Le Rwanda a compris que la création d’une chaine de valeur efficace pour la transformation de produits miniers permettrait d’en faire une destination qui attirerait notamment les producteurs miniers africains dont les pays de la sous-région, et principalement la RDC.

Pour attirer les investisseurs, outre son nouveau code minier adopté en 2018, le pays de Paul Kagame a mis en place le Rwanda Mines, Petroleum And Gas Board (RMB).
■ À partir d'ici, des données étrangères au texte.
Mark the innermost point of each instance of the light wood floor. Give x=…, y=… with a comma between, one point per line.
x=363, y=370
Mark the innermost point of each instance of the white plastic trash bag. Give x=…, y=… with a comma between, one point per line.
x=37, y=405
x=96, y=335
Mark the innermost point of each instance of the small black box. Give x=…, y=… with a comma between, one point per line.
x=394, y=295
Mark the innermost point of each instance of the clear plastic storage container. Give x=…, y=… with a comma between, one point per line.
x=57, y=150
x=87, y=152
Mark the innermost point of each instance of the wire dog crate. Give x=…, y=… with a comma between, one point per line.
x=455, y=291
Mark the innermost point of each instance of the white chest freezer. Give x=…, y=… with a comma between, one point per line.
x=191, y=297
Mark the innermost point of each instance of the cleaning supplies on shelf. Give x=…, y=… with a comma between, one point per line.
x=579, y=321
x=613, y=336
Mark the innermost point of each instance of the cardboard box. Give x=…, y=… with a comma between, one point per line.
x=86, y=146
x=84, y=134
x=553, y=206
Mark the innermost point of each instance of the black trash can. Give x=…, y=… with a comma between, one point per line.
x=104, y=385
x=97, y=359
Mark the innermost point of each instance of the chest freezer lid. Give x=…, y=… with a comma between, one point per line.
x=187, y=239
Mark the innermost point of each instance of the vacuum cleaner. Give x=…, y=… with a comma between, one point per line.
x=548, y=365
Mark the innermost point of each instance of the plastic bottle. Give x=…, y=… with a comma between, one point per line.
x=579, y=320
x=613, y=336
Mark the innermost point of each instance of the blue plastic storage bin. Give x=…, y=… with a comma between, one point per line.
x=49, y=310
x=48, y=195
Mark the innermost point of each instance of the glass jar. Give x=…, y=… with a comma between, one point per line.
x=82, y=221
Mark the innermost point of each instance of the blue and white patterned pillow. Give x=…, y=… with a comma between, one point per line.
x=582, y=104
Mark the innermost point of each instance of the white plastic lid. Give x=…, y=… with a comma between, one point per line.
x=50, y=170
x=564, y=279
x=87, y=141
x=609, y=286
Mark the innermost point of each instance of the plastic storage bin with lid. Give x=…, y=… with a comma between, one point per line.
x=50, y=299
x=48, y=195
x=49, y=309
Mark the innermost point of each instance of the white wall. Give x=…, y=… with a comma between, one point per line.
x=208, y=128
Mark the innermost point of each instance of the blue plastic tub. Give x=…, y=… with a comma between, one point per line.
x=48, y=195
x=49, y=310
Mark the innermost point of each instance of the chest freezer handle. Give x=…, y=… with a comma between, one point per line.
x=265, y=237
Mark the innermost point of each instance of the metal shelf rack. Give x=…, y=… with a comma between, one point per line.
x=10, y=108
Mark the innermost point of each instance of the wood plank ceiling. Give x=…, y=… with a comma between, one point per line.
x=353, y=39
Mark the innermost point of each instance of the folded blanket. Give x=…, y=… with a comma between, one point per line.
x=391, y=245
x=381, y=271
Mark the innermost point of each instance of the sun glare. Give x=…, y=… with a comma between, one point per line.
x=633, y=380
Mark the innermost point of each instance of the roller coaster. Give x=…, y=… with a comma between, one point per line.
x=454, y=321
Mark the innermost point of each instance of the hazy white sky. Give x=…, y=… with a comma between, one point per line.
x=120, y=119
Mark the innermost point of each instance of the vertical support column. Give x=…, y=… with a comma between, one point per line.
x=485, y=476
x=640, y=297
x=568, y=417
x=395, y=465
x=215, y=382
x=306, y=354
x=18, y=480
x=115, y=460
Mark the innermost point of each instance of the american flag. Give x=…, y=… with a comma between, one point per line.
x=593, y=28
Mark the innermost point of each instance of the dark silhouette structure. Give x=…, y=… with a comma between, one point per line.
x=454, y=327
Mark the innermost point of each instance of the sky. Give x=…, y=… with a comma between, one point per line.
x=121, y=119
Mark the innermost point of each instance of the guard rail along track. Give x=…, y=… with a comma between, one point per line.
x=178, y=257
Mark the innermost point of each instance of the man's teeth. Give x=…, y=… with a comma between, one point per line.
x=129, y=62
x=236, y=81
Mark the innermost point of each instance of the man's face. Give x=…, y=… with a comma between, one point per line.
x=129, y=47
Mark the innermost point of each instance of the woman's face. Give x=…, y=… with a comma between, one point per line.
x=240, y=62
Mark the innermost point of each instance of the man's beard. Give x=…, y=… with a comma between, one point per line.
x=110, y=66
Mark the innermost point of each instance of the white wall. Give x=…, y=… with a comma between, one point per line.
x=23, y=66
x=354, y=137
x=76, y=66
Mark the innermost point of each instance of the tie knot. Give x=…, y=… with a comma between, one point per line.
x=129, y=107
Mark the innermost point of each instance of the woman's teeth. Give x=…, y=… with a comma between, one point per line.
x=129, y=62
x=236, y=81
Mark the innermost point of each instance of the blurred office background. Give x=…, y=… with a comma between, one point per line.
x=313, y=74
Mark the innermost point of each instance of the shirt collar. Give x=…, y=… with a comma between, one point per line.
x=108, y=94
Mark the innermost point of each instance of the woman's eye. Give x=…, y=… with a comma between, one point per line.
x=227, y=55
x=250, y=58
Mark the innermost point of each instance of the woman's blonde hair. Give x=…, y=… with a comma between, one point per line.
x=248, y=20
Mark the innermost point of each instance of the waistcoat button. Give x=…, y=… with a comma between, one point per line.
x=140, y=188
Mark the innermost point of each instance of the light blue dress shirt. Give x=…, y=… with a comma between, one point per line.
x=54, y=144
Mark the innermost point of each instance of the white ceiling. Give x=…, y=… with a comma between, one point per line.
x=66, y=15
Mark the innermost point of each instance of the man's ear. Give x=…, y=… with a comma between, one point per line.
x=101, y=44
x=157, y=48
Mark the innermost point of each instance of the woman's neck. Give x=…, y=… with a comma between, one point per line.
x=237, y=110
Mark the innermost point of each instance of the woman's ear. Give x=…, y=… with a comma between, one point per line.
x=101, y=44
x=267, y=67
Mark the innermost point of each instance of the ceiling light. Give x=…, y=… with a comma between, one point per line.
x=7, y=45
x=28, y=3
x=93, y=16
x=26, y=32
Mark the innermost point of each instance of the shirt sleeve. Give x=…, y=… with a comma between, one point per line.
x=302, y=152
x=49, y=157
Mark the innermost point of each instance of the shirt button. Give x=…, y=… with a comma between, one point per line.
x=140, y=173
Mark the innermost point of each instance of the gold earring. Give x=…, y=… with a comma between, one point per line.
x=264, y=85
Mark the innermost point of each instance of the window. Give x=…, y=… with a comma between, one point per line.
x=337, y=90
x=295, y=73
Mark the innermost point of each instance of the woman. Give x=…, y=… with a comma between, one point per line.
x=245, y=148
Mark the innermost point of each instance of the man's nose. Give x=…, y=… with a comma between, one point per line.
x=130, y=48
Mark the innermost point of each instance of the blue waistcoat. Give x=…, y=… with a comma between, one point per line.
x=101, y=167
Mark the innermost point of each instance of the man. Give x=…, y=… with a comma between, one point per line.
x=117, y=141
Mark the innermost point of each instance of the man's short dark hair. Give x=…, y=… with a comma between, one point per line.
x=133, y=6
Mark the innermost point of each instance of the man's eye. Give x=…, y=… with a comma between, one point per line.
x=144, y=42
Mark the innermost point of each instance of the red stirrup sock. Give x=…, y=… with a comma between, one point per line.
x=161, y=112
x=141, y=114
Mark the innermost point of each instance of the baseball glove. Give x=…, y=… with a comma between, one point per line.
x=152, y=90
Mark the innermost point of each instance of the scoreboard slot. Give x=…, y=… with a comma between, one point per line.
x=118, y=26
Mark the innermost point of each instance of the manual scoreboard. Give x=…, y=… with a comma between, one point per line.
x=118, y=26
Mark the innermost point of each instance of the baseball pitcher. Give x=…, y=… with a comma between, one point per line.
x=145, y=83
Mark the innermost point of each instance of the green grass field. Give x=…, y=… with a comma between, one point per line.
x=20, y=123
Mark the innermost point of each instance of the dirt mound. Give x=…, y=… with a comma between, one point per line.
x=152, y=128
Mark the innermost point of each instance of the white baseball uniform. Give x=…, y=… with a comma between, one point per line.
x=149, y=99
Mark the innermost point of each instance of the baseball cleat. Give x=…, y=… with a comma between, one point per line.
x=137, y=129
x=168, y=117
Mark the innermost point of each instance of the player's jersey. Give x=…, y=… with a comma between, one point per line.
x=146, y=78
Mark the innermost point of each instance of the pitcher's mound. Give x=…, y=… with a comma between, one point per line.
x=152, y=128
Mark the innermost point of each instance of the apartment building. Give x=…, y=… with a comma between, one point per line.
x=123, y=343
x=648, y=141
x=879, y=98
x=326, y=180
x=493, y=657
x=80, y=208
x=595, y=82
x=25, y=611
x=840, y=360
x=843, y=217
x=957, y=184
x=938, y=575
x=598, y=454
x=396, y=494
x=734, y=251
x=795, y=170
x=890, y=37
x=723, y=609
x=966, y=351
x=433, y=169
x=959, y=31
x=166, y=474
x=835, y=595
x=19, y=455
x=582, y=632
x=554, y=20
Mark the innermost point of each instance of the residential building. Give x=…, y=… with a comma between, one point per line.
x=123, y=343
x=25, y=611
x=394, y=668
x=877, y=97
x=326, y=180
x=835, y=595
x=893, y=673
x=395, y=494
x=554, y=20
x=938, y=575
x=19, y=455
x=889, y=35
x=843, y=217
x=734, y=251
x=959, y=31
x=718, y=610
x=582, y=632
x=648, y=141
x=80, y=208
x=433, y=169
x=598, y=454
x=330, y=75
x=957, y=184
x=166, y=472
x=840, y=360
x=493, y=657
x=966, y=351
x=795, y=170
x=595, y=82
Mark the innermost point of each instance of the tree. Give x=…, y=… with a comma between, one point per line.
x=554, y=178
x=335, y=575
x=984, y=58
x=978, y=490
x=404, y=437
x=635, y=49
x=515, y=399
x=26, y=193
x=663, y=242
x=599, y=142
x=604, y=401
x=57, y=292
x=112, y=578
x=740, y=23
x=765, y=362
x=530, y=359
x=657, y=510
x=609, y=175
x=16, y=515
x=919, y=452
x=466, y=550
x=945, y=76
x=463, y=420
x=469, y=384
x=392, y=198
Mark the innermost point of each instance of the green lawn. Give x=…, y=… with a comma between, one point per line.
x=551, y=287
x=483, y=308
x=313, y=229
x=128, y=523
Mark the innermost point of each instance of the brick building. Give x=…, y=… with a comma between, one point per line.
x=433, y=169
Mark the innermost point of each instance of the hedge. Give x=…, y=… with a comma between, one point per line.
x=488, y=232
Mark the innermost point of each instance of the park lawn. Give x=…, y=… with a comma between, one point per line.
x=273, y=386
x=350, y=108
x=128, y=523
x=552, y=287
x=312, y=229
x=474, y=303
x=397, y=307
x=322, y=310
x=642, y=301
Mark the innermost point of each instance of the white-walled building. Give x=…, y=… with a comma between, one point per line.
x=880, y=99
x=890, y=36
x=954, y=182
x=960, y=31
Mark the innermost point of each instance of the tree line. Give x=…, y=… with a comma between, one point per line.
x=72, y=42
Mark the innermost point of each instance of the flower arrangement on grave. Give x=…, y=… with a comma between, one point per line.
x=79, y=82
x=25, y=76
Cette institution est chargée de coordonner les actions du gouvernement dans le secteur des mines et des hydrocarbures et conseille l’Etat sur les moyens à mettre en œuvre pour les développer.

Dix ans plus tôt, dès 2008, le Rwanda Development Board (RDB), l’organisme chargé du soutien et de la promotion des investissements dans le pays, s’est chargé de la mise en place d’un cadre réglementaire incitatif pour le développement du secteur minier.

Incitations fiscales pour les investisseurs

Au Rwanda, les investisseurs bénéficient d’une exonération d’impôts sur les bénéfices des sociétés allant jusqu’à 7 ans pour un investissement minimal de 50 millions USD. Pour les sociétés qui travaillent sur des projets d’exportation de minerais transformés sur le sol rwandais, elles bénéficient d’un impôt préférentiel de 15 % sur les bénéfices dans une limite de 50% du chiffre d’affaires. Il en est de même des équipements miniers qui sont exemptés d’impôts et taxes.

C’est ainsi que le Rwanda entend devenir un hub de l’industrie minière tant dans la sous-région que sur le continent Africain. Le pays toutefois n’est pas à l’abri des polémiques. Selon divers rapports d’ONG, l’industrie minière récemment construite au Rwanda serait  alimentée en grande partie par les minerais de la contrebande en provenance de la RDC.

Qu’il s’agisse de l’or ou des terres rares, ces minerais traversent la frontière du Congo voisin pour se retrouver au Rwanda. Un exemple : la douane congolaise n’a enregistré qu’à peine 3 kg d’or à l’exportation durant tout le premier semestre 2020 dans la partie est de la RDC. Or, plusieurs enquêtes documentées estiment jusqu’à 15 tonnes l’or qui sort par la fraude du pays, principalement du côté est.

Au tour de la RDC de jouer

Mais pour certaines, plutôt que de blâmer le Rwanda, les autorités RD congolaises devraient s’emparer du sujet : mettre effectivement en œuvre toutes les réformes initiées dans le cadre de son nouveau Code minier adopté en mars 2018 mais aussi lutter efficacement contre l’exploitation illégale de ses minerais dont une bonne partie échoue au Rwanda. La loi minière RD congolaise interdit en effet l’exportation des produits miniers bruts et même concentrés non finis.

De ce point de vue, les choses commencent à bouger. En août denier, le ministre des Mines de la RDC a pris un moratoire sur la transformation de concentré du cobalt. Beaucoup aujourd’hui appellent à l’élargissement d’une telle mesure à tous les principaux minerais d’exportation de la RDC.